No big deal though. We found a taxi driver, or rather he found us, that would take us for about the same price. We just had to wait for him to fill up the other 3 vacant seats so the journey would be profitable for him.
The driver, in good Peruvian form, was driving like crazy, risking on every overtake maneuver, only to be waiting about 30 minutes further up the road as they were cleaning a landslide.
Back in Cusco we did a final walk around the old town, and decided we would continue on rather than staying another day in the city.
The route to Puno is a long climb with moderate gradient all the way up the altiplano. However, many other cyclists claim the road is boring, and you need to pass near Juliaca, a city famous for crime and insecurity. So we decided that we would take the bus for hopefully a last time.
The only way to Puno was a night bus, so we sacrificed views for a night saved in a hotel. We picked the bikes from the garage of our hosts in Cusco, cycled to the bus station, and waited for our bus. We were told to be there half hour before departure, and in the end the bus came 20 minutes late.
We arrived in Puno exactly when the sun was coming out, and that was good as at 3800 mts it was pretty cold. We waited a bit inside the bus station until the sun was fully out, and then headed to the city looking for a hostel. We found one with a reasonable price in a central location, and to our pleasant surprise another cyclist was lodged there.
Jose, an Spaniard with a very interesting story. He had started his journey in Cancun nearly 3 years ago, spent the 2 years of the pandemic in Colombia working in farms, and then re-started his trip.
The city of Puno lays on the shore of the Titicaca lake, and it’s famous for the Uros floating islands, plus some toured visits to other nearby islands like Taquile or Amantani., that we decided to skip.
We went walking to the harbour, and after receiving different offers to take us to the Uros islands, in the end we decided to go with the standard tour, which was similarly priced and less dodgy looking. We did not want to bring the kids in an old barge!
On the return we did a walk along the bay, where we saw many birds, among them flamingos, although in some areas there was a strong smell to sewage.
We spent a second day in Puno, mostly walking around the city, loading on food for the days ahead, and getting all the paperwork ready to enter Bolivia.
As we have been cycling south, the requirements on each border have gotten easier or at least more reasonable. Bolivia though is still quite strict, requiring a copy of the passports in paper, proof of private health insurance, again in paper, and a PCR test done in the previous 72 hours.
Since it would take us about exactly 3 days to reach the border by bike, it was not very feasible to take the test, wait for the results, and then cycle like crazy to arrive on time to the border.
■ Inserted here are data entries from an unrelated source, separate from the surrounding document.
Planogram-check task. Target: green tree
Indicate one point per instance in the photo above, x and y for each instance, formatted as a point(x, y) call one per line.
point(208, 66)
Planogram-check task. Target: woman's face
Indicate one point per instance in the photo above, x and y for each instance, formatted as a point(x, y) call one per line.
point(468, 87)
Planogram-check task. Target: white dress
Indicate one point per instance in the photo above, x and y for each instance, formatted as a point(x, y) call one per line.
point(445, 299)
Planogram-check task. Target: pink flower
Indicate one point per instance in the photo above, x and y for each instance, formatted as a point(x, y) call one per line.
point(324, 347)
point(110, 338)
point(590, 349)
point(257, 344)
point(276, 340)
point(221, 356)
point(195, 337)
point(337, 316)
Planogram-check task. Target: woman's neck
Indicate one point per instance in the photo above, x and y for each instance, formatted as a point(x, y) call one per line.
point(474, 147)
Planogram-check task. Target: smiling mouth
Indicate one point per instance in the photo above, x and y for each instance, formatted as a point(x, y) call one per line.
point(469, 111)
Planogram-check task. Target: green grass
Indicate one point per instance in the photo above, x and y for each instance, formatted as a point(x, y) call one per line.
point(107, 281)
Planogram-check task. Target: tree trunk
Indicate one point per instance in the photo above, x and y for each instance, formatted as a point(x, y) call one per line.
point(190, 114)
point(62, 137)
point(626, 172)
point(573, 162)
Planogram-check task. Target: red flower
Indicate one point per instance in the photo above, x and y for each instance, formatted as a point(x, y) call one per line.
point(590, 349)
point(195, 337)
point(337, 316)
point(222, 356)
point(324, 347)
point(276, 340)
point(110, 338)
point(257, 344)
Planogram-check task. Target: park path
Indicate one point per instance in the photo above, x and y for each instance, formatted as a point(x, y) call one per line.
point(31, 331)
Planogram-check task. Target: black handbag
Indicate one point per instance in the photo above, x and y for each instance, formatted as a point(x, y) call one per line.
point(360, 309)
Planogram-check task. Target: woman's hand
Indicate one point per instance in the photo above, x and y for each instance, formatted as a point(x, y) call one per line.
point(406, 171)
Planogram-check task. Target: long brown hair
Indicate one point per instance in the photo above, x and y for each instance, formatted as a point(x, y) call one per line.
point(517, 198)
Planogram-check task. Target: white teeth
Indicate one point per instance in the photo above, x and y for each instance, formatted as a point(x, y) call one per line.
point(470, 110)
Also, most Puno clinics were taking advantage of the situation by charging up to 200$ for a test.
Luckily, everything is possible in South America. We got a contact that would provide us with a PCR certificate for a much smaller amount and for whatever date we pleased, so we went for it. As usual, they messed up with the dates so they needed to do the certificates all over again, but the correct ones arrived just minutes before we were planning to leave, so it was all good.
Now, time to finally go back to the bikes and cycle towards Bolivia along Titicaca lake.